One of the ways that this pathological tau is believed to spread is by traveling between cells, traversing the space from an affected neuron to an unaffected one, Ahlijanian says. Pinteon aims to block tau from making that jump. The company’s lead drug candidate, PNT001, binds to the pathological tau and clears it away. By stopping the problem tau from spreading, the goal is to slow the progression of disease. Ahlijanian says the antibody drug is selective, binding only to a site present on “cis tau,” leaving healthy tau alone.
“That’s what we believe is particularly attractive to this asset,” he says. “Cis tau doesn’t seem to be present in normal brains.”
The science underpinning Pinteon’s approach is based on research from Kun Ping Lu and his team at the Beth Israel Deaconess Medical Center. Their research focused on Pin1, a family of enzymes that interacts with proteins, including tau, says Pinteon CEO Martin Jefson. Pin1 dysfunction is associated with the formation of pathological tau.

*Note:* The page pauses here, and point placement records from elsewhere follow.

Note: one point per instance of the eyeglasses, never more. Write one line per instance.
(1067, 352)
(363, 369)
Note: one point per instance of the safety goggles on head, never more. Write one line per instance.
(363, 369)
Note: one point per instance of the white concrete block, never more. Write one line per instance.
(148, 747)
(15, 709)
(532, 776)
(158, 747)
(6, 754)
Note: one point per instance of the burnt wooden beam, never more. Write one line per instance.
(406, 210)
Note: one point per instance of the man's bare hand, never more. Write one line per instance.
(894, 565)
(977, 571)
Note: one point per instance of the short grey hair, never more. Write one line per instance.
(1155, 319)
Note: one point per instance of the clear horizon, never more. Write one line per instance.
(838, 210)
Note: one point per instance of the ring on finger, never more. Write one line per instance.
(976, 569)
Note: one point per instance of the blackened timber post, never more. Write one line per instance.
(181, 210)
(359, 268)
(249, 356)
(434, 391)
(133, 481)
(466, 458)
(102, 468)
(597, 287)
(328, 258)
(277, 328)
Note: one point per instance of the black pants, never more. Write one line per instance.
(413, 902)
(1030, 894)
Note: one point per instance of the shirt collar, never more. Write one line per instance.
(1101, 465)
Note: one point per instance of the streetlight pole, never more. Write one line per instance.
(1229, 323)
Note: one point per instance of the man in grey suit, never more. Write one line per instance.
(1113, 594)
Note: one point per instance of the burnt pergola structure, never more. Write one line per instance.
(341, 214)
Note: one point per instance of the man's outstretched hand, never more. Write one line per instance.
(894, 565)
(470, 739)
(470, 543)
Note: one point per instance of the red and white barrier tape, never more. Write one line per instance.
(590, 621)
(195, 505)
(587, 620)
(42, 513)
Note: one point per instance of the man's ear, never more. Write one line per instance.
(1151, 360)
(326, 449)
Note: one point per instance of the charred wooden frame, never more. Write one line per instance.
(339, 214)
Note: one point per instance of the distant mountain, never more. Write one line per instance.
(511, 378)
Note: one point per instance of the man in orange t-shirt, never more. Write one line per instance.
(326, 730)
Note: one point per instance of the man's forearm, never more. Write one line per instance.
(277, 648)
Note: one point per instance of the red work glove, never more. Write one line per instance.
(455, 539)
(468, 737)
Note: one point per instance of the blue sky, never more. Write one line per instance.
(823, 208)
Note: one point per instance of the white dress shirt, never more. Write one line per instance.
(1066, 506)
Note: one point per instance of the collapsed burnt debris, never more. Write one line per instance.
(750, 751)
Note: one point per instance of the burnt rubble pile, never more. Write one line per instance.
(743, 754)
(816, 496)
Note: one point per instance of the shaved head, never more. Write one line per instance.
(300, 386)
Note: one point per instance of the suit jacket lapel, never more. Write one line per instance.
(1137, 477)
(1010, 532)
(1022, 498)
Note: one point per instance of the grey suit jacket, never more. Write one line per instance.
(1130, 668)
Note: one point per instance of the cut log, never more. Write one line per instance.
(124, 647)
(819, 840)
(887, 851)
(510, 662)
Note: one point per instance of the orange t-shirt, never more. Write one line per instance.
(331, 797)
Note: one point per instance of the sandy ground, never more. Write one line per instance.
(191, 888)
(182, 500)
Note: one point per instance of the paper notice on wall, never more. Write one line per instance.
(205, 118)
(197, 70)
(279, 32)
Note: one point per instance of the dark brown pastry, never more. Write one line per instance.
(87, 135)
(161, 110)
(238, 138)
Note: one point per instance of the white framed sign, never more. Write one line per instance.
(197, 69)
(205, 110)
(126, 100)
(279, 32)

Morningside Ventures licensed Beth Israel’s Pin1 science in 2013 and continued to fund the research, says Jefson, a former Pfizer (NYSE: PFE) neuroscience executive. In 2017, Pinteon, whose name is derived from Pin1, narrowed its focus to the compound that is now its lead drug candidate. The drug is given intravenously. Despite being a large molecule drug, Jefson says PNT001 can cross the blood-brain barrier, the protective membrane that is difficult for some drugs to cross. Pinteon is currently enrolling healthy volunteers in a Phase 1 study.
There aren’t many other companies developing tau-blocking drugs. In the wake of the 2016 Phase 3 failure of its amyloid-targeting Alzheimer’s drug, Eli Lilly (NYSE: LLY) began scouting around for an alternative approach to the disease. Last year, it found one through a partnership with AC Immune (NASDAQ: ACIU), a Swiss company that is developing a small molecule drug meant to block tau from forming into clumps. A Phase 1 study testing the AC immune drug, ACI-3024, kicked off in July.
Earlier this year, the door appeared to have finally swing shut on the amyloid hypothesis when Biogen (NYSE: BIIB) ended a pair of late-stage trials testing aducanumab, a drug targeting that brain protein. But last week, in a surprising move, the company said it would ask the FDA to approve it anyway. (More on that here.)
Jefson says Pinteon will use the new capital used to continue its Phase 1 clinical trial. The company will need to raise more to complete the study, and to prepare for mid-stage testing. In addition to Alzheimer’s, Pinteon envisions the drug as a potential treatment for other neurodegenerative disorders associated with tau formation, including traumatic brain injury, progressive supranuclear palsy, and chronic traumatic encephalopathy.